To press not forward, but to press over. To see ourselves not as one typically does, but as we might see a stranger from afar. To observe the stranger’s movements as we control them. To speculate about their motivations, their goals and their desires, and then to internalize them for ourselves. What does it mean to care for them so dearly that their failures are ours?

We stumbled onto the meaning of walking from left to right with Mario. We latched onto the smallest semblance of personality. The game was well-designed, which helped, but the Mario obsession that grips multiple generations even now is owed largely to the fact that he was one of the first avatars with character that we had the privilege of controlling. Mario may have been a weird, incomprehensible person, but he was a whole person.

From that point on, we played out our identities through side-scrolling avatars and the best examples of these games provide a kind of synchronicity between what the attitudes projected by the avatar and what we did with them. The rebellious kid in us played as Sonic, a anthropomorphized hedgehog, from whom we learned to fail forward. He taught us productive impatience, a sensibility that allows for risk-taking and the inevitability of failure.
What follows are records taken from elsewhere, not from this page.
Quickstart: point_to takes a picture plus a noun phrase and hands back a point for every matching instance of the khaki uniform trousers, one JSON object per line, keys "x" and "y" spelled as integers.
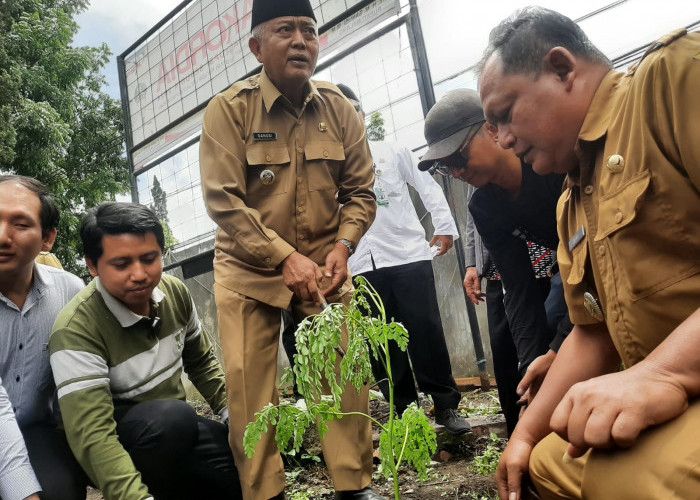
{"x": 664, "y": 464}
{"x": 249, "y": 332}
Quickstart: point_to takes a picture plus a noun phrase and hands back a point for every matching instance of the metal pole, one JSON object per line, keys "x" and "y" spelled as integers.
{"x": 427, "y": 96}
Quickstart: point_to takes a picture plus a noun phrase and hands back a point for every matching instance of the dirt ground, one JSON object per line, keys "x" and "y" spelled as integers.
{"x": 453, "y": 472}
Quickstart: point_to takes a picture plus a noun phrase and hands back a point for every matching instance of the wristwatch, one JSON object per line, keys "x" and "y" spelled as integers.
{"x": 347, "y": 243}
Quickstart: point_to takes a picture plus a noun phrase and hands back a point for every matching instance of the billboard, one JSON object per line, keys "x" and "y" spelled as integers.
{"x": 204, "y": 48}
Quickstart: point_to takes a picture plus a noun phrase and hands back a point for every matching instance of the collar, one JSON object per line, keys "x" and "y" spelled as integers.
{"x": 595, "y": 125}
{"x": 124, "y": 315}
{"x": 39, "y": 286}
{"x": 271, "y": 94}
{"x": 597, "y": 120}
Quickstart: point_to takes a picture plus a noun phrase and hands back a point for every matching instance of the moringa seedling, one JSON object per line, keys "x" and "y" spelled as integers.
{"x": 409, "y": 439}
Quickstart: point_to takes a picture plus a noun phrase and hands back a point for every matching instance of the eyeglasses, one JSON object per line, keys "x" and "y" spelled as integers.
{"x": 460, "y": 158}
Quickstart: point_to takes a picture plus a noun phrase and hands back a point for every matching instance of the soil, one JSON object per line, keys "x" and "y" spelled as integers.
{"x": 452, "y": 473}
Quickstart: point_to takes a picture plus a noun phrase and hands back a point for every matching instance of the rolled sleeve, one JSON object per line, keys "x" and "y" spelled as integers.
{"x": 355, "y": 187}
{"x": 17, "y": 478}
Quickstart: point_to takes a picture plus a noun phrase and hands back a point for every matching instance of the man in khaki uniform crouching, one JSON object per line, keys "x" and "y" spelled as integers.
{"x": 287, "y": 176}
{"x": 629, "y": 256}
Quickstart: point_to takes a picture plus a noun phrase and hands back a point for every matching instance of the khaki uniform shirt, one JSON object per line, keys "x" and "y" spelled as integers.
{"x": 276, "y": 181}
{"x": 629, "y": 222}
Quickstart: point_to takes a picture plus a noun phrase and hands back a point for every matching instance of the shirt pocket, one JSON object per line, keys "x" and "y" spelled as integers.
{"x": 264, "y": 158}
{"x": 641, "y": 237}
{"x": 323, "y": 163}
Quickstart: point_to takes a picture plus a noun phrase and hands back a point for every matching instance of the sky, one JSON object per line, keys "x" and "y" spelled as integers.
{"x": 119, "y": 23}
{"x": 462, "y": 34}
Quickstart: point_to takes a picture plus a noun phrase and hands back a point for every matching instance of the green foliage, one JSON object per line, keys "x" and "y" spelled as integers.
{"x": 481, "y": 408}
{"x": 170, "y": 239}
{"x": 485, "y": 464}
{"x": 476, "y": 496}
{"x": 410, "y": 439}
{"x": 375, "y": 129}
{"x": 56, "y": 124}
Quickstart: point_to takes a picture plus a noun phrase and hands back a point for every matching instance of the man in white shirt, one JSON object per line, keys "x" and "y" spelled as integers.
{"x": 395, "y": 258}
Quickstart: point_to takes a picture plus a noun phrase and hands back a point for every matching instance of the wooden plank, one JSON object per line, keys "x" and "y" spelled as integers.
{"x": 471, "y": 383}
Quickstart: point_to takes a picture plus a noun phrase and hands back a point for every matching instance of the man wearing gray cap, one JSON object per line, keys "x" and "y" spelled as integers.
{"x": 514, "y": 211}
{"x": 287, "y": 176}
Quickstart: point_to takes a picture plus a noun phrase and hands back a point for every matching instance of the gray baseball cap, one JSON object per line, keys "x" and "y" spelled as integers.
{"x": 449, "y": 122}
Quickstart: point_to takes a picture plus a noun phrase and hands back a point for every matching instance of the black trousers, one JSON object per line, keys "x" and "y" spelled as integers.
{"x": 409, "y": 297}
{"x": 512, "y": 354}
{"x": 58, "y": 472}
{"x": 505, "y": 356}
{"x": 180, "y": 455}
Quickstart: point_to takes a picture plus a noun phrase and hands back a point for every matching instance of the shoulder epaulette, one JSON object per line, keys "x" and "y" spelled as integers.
{"x": 664, "y": 41}
{"x": 241, "y": 86}
{"x": 327, "y": 86}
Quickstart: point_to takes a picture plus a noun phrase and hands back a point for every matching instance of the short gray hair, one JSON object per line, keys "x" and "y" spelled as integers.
{"x": 259, "y": 31}
{"x": 522, "y": 40}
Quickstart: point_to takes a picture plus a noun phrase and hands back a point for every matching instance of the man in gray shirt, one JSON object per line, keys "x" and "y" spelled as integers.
{"x": 34, "y": 453}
Once we grew up, we embraced these mechanics in a self-aware fashion, and the side-scrolling platformer became the go-to form for the indie developer who wished to convey a deeply profound and personal theme. It is no surprise that Braid begins with not-so-subtle references to Super Mario Brothers. Starting with Braid, indie-developers leaned heavily into the side-scrolling genre’s inherent meaning to the point that it soon became a trope.

Before their meaning is diluted by mindless replication, tropes tend to begin as truthful representations. What, then, does it really mean to walk from left to right? To press over, but not forward? It means finding satisfaction in the progression of someone outside of ourselves. It means leaning into a challenge, not for the sake of one’s own personal satisfaction and redemption, but for the sake of another character, one whose goals and desires we may not share. They may be nearly inscrutable to us.
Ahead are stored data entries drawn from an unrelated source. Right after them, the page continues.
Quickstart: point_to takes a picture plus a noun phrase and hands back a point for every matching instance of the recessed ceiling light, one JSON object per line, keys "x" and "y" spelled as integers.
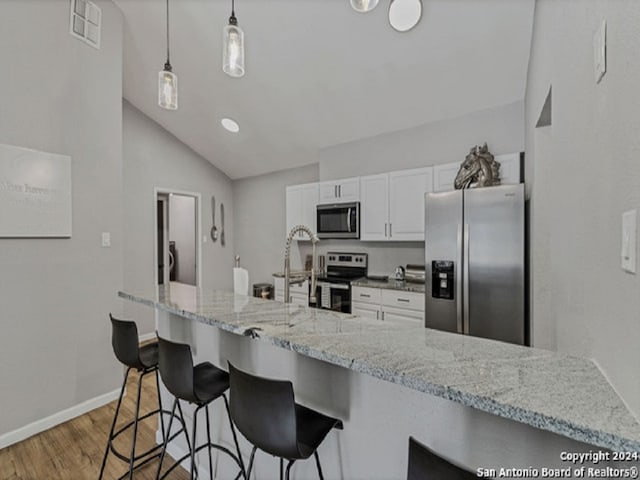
{"x": 230, "y": 125}
{"x": 405, "y": 14}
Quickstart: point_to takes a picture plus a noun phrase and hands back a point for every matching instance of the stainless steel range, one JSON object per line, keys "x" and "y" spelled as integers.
{"x": 334, "y": 288}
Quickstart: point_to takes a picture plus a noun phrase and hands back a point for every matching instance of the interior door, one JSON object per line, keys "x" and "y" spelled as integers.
{"x": 494, "y": 237}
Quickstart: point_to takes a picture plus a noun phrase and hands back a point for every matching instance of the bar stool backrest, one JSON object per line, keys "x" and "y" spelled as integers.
{"x": 176, "y": 369}
{"x": 124, "y": 339}
{"x": 426, "y": 465}
{"x": 263, "y": 409}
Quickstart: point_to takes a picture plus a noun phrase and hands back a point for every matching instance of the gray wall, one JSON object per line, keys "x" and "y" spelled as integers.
{"x": 155, "y": 158}
{"x": 259, "y": 218}
{"x": 182, "y": 230}
{"x": 61, "y": 95}
{"x": 585, "y": 173}
{"x": 430, "y": 144}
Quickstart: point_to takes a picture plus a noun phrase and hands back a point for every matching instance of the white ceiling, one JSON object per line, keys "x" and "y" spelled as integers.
{"x": 319, "y": 73}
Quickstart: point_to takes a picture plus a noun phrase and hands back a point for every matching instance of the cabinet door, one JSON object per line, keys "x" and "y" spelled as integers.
{"x": 309, "y": 194}
{"x": 293, "y": 212}
{"x": 365, "y": 310}
{"x": 444, "y": 176}
{"x": 374, "y": 207}
{"x": 403, "y": 300}
{"x": 509, "y": 168}
{"x": 328, "y": 192}
{"x": 366, "y": 295}
{"x": 406, "y": 203}
{"x": 349, "y": 189}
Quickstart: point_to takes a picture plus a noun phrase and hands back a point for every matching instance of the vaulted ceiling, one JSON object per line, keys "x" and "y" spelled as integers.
{"x": 319, "y": 73}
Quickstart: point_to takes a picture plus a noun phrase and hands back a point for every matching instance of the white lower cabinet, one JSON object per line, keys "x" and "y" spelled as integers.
{"x": 388, "y": 305}
{"x": 298, "y": 293}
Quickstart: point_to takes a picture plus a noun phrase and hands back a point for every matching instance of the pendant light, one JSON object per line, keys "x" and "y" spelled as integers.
{"x": 233, "y": 46}
{"x": 167, "y": 80}
{"x": 363, "y": 6}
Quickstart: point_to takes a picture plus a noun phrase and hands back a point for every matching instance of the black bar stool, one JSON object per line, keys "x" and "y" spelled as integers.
{"x": 200, "y": 385}
{"x": 424, "y": 464}
{"x": 265, "y": 412}
{"x": 144, "y": 359}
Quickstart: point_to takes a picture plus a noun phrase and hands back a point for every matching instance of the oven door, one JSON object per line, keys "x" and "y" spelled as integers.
{"x": 341, "y": 220}
{"x": 334, "y": 296}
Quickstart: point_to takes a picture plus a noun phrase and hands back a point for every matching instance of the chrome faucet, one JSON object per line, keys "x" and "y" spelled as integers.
{"x": 287, "y": 263}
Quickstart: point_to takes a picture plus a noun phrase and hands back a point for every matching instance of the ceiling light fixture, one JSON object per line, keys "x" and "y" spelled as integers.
{"x": 233, "y": 49}
{"x": 405, "y": 14}
{"x": 167, "y": 80}
{"x": 363, "y": 6}
{"x": 230, "y": 125}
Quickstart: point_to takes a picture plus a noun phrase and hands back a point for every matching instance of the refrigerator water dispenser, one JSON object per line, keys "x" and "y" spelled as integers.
{"x": 442, "y": 279}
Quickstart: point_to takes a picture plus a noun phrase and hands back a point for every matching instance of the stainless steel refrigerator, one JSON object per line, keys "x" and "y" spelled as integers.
{"x": 475, "y": 262}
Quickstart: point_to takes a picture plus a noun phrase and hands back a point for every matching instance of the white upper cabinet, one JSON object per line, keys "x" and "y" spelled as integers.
{"x": 445, "y": 174}
{"x": 406, "y": 203}
{"x": 392, "y": 205}
{"x": 301, "y": 202}
{"x": 374, "y": 207}
{"x": 343, "y": 190}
Because to walk from left to right, and not forward, is to embrace the second person viewpoint, rather than the first. It is to look outside of oneself and into the life of another. It means falling in a pit and snapping back several meters of screen-length, over and over. Being forced to retread ground. Continuing anyway. It means failing and trying again and again. It means to do so for the sake of the good of another. It is to study their surroundings from the outside, and to help – no, to make them succeed.

When we control another and take for granted that their success is ours, we begin to learn a posture of support. It is a liturgy of obsessive empathy, a ritual of active concern for whomever happens to be within our field of view.

To walk from left to right is to succeed vicariously through another, whose identity we have taken as our own.

To walk from left to right is mentorship.